Metabolic activity of the pelvic bone

The bone marrow metabolic activity represented by SUV of PET images was fused on the CT images. The average uptake of the pelvic regions, SUVmean, was measured in the whole pelvic bone marrow, as well as LSBM and LPBM. To reduce intrapatient image variations, pelvic SUVmean was normalized by subtracting the mean uptake of unirradiated extrapelvic bone marrow. Changes in metabolic activity before and after CRT were calculated as ΔSUVmean = SUVmean_post-CRT–SUVmean_pre-CRT and correlated with treatment response.

Active bone marrow

Pelvic ABM was characterized in all PET images as the volume having an SUV greater than the threshold, where the threshold is defined as the mean uptake in the extrapelvic bone marrow. Subregional ABM was also measured for LSBM and LPBM, referred to LS-ABM and LP-ABM, respectively. We calculated ABM volumes and determined the proportion of ABM within each structure: ABM ratio = Volume of ABM/Volume of BM. The ABM volumes and their ratios to bone marrow volume were calculated before and after CRT, respectively. The CRT-induced ABM changes were calculated as the changes of ABM ratio between pre- and post-CRT, such as ΔABM = ABMpost-CRT/BMpost-CRT–ABMpre-CRT/BMpre-CRT. Correspondingly, ΔLS-ABM and ΔLP-ABM represent the change of ABM ratio between pre- and post-CRT in the lumbosacral and iliac-pubic regions, respectively.

Dose evaluations

Radiation dose was defined as the cumulative dose to bone marrow during the course of RT treatment. We used dose-volume histograms to generate multiple dose-volume point metrics at dose levels of 10, 20, 30, 40, and 50 Gy. This analysis was performed on multiple volumes, including pelvic TBM, LSBM, LPBM, ABM, and individual structure LS-ABM and LP-ABM.

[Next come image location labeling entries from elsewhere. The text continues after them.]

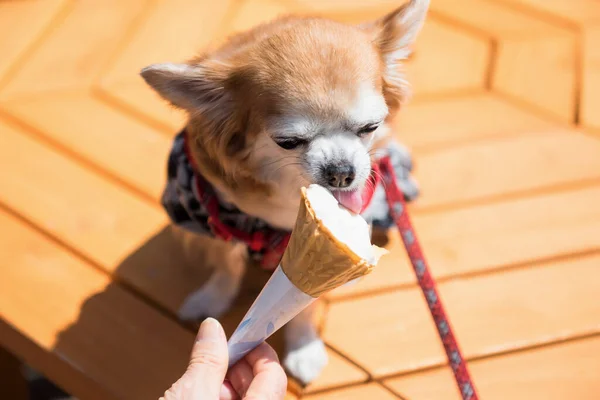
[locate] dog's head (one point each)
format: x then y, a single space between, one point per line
298 98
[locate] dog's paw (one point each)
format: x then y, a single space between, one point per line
204 302
306 362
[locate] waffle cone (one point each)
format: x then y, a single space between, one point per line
315 260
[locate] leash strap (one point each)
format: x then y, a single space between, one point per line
398 212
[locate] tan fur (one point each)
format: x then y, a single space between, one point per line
322 78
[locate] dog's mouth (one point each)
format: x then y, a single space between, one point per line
351 199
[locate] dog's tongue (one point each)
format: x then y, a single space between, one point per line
351 200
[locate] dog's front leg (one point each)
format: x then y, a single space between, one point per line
216 296
305 352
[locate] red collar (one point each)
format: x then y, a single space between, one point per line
261 241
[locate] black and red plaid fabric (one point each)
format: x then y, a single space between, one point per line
192 203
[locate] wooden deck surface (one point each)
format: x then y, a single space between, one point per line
505 128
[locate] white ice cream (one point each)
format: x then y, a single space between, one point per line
348 227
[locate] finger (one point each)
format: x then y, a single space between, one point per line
270 382
208 362
228 392
240 376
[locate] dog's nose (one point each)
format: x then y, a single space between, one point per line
339 175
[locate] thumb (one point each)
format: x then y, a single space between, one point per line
209 359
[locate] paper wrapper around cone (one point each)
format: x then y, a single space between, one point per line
314 263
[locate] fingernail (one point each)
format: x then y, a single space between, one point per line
210 329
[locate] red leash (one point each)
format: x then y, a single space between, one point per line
397 207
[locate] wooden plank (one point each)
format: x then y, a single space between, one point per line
368 391
490 314
488 237
115 142
590 104
14 384
255 12
72 55
89 335
115 229
143 102
337 372
424 125
558 372
505 166
465 58
524 68
172 31
530 53
21 23
494 19
575 13
122 234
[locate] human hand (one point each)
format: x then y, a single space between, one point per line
258 376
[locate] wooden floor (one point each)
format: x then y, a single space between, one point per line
505 128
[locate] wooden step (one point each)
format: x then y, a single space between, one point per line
456 120
529 53
73 54
558 372
489 237
17 37
490 314
81 330
109 139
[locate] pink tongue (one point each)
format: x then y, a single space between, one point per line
350 200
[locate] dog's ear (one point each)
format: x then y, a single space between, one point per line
395 33
193 87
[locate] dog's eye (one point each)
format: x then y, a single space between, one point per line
365 130
290 143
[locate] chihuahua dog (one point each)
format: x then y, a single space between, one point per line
289 103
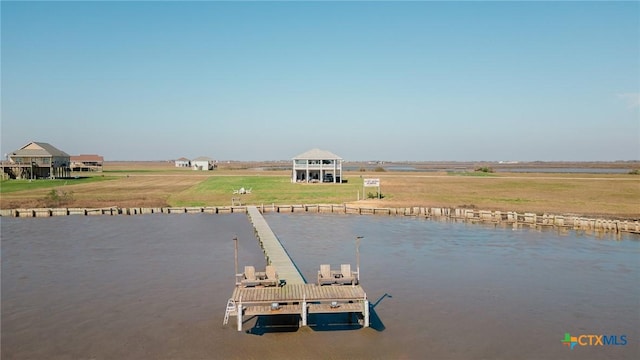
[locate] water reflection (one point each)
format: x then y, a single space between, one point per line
155 287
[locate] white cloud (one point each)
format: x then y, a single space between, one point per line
632 99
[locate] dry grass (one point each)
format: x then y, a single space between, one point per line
160 184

Hematologic toxicity and blood cell count nadirs

All patients were monitored weekly during and after CRT for acute toxicities, including but not limited to fatigue, erythema, bloating, urinary urgency, urinary frequency, fecal incontinence, bleeding, dermatitis, nausea, vomiting, constipation, diarrhea, and proctitis. HT was graded using Common Terminology Criteria for Adverse Events, version 4.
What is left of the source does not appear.